Bisnis  

Mengerek Nilai Jual Minyak Nilam dengan Budi Daya Berkelanjutan

Mengerek Nilai Jual Minyak Nilam dengan Budi Daya Berkelanjutan

cnbc-indonesia.com – JAKARTA, Investor.id – Pengembangan sektor industri hilir minyak atsiri (IHMA) terus diupayakan agar bisa lebih berdaya saing, mengingat Indonesia memiliki ketersediaan bahan baku yang beragam, dan bahkan Kementerian Perindustrian pernah menyebut Indonesia menjadi rumah bagi sekitar 40 jenis tanaman atsiri dari 99 jenis tanaman atsiri di dunia.

Salah satu bahan baku minyak atsiri yang paling dikenal dari Indonesia adalah atsiri berbahan baku nilam. Bahkan pada tahun 2022, nilai ekspor minyak atsiri berbahan baku nilam atau Patchouli tercatat mencapai angka US$ 400 juta.

Disampaikan Arianto Mulyadi, Ketua I Bidang Kerja Sama Dewan Atsiri Indonesia (DAI), Indonesia merupakan pemasok 90% kebutuhan nilam dunia.
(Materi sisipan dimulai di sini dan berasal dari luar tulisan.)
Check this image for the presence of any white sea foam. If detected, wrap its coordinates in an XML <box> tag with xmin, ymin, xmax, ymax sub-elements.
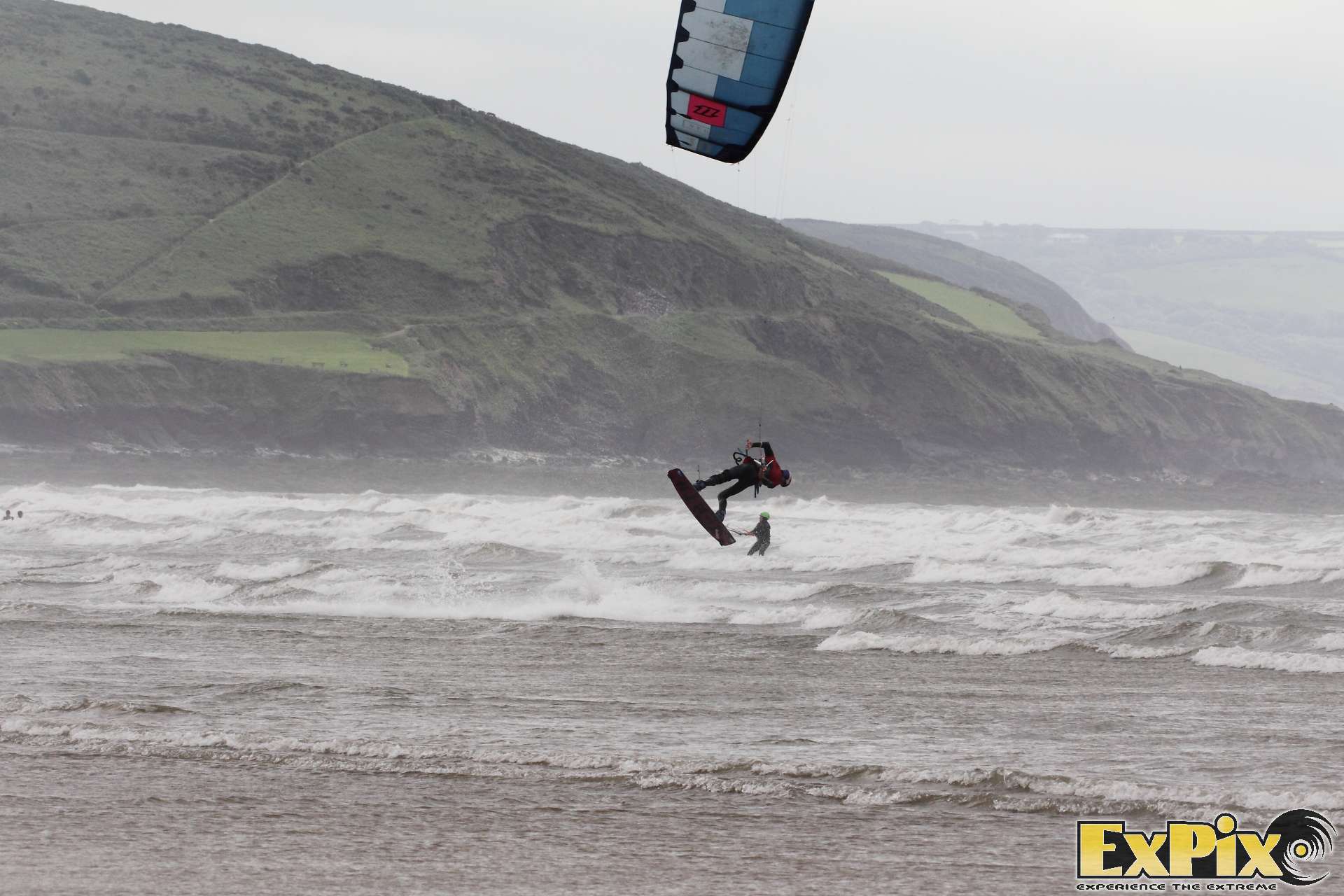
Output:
<box><xmin>215</xmin><ymin>557</ymin><xmax>313</xmax><ymax>582</ymax></box>
<box><xmin>1227</xmin><ymin>564</ymin><xmax>1325</xmax><ymax>589</ymax></box>
<box><xmin>1192</xmin><ymin>648</ymin><xmax>1344</xmax><ymax>674</ymax></box>
<box><xmin>1312</xmin><ymin>631</ymin><xmax>1344</xmax><ymax>650</ymax></box>
<box><xmin>817</xmin><ymin>631</ymin><xmax>1067</xmax><ymax>657</ymax></box>
<box><xmin>1014</xmin><ymin>591</ymin><xmax>1207</xmax><ymax>620</ymax></box>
Nilam atau Patchouli menurutnya adalah tanaman yang sudah 150 tahun didbudidayakan di Indonesia, khususnya di Pulau Sumatera, Jawa dan Sulawesi.

“Patchouli baru satu sumber minyak atsiri dari sebanyak 97 tanaman sumber atsiri yang ada di Indonesia. Sedankan yang sudah dikomersiklan sudah ada 25 tanaman, salah satunya nilam atau Patchouli,” kata Arianto di Jakarta, Selasa (7/3/2023).

Para pelaku industri atsiri nasional yang tergabung dalam sejumlah asosiasi, yakni Dewan Atsiri Indonesia (DAI) dan Asosiasi Flavor dan Fragran Indonesia (AFFI), kini mulai punya concern untuk meningkatkan nilai jual nilam atau Patchouli lewat sejumlah strategi. Salah satunya adalah mengembangkan praktik budi daya nilam secara berkelanjutan.

“Dengan budi daya berkelanjutan, dalam jangka panjang ia akan meningkatkan nilai ekspor nilam asal Indonesia,” ujar Arianto.

Dalam kesempatan yang sama, Presiden AFFI Hanny Wijaya menyatakan pihaknya melihat banyak peluang dalam pengembangan atsiri berbasis nilam. “Dunia sudah mengenal nilam dan punya standar untuk membuat produk dan menginginkan pengembangan yang berkelanjutan. Untuk tahap awal kita lakukan pada nilam, ke depan kita bisa melirik produk-produk lokal kita yang lebih efisien,” ujar Hanny.

Terkait upaya tersebut, International Fragrance Association (IFRA) yang berbasis di Swiss, bersama dengan Dewan Atsiri Indonesia (DAI) dan Asosiasi Flavor dan Fragran Indonesia (AFFI) sepakat menjalin kemitraan untuk mengembangkan dan mendokumentasikan studi kasus praktik untuk sumber daya nilam yang berkelanjutan di Indonesia.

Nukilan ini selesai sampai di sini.